You have to know the aspect ratio of your phone's screen. It might be for example called "18:9" which boils down to 2:1 and you have to define if you want to view it in panorama (upright/vertical) or landscape (horizontal).
Basically you look up your phone's display resolution and just divide the horizontal value by the vertical value.
Your source video is 16:9 (1.777:1), which means, in terms of the upper example, that you will have to crop it somehow to get it full-screen on your phone. But first of all you have to set up your project to match somehow your desired aspect ratio. In terms of quality the best way would be to go not only for the aspect ratio of your phone screen but as well for the native resolution which could be 2880x1440 for our example.
So one way would be, to set your timeline resolution to 2880x1440 and throw in your clip, scale (and crop) it, and export it in timeline resolution out of resolve.
The drawback for this is that your computer would have to handle this high resolution while its not really necessary because your clip is much smaller.

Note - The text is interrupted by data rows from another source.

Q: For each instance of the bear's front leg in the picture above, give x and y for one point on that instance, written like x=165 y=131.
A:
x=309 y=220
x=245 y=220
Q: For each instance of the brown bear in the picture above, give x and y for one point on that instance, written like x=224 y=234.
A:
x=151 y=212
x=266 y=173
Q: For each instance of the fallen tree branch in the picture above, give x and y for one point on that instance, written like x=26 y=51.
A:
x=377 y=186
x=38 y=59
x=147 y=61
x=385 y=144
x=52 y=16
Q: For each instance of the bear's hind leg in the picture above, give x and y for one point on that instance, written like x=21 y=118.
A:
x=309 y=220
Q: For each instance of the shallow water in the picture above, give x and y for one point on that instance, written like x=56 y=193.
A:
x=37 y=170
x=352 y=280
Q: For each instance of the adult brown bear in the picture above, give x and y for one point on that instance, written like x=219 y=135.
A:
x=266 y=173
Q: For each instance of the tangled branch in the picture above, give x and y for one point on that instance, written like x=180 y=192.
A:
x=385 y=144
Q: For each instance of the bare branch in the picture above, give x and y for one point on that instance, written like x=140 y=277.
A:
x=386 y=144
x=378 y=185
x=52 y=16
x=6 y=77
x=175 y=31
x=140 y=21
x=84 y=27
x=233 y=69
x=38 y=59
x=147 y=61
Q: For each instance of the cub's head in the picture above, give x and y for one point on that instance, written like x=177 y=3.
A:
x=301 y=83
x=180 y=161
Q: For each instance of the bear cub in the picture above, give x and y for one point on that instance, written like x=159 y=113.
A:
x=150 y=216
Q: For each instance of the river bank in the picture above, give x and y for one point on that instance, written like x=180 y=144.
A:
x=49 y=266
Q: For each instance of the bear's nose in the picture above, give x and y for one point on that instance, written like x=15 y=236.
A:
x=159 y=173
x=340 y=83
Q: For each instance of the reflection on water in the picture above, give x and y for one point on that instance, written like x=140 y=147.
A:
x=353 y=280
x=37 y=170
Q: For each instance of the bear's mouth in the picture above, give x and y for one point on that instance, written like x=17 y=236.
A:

To avoid this you could just go for the correct aspect ratio and stay resolution-wise close to your source footage. In this case, the scaling would be handled by your phone hardware when you go to full-screen mode while you keep your file small and bandwidth usage low.
You could for example set your timeline-resolution to 1280x640, this crops your source and gives it a 2:1 aspect ratio. If you watch this on your phone it should use the whole display when playing it full-screen.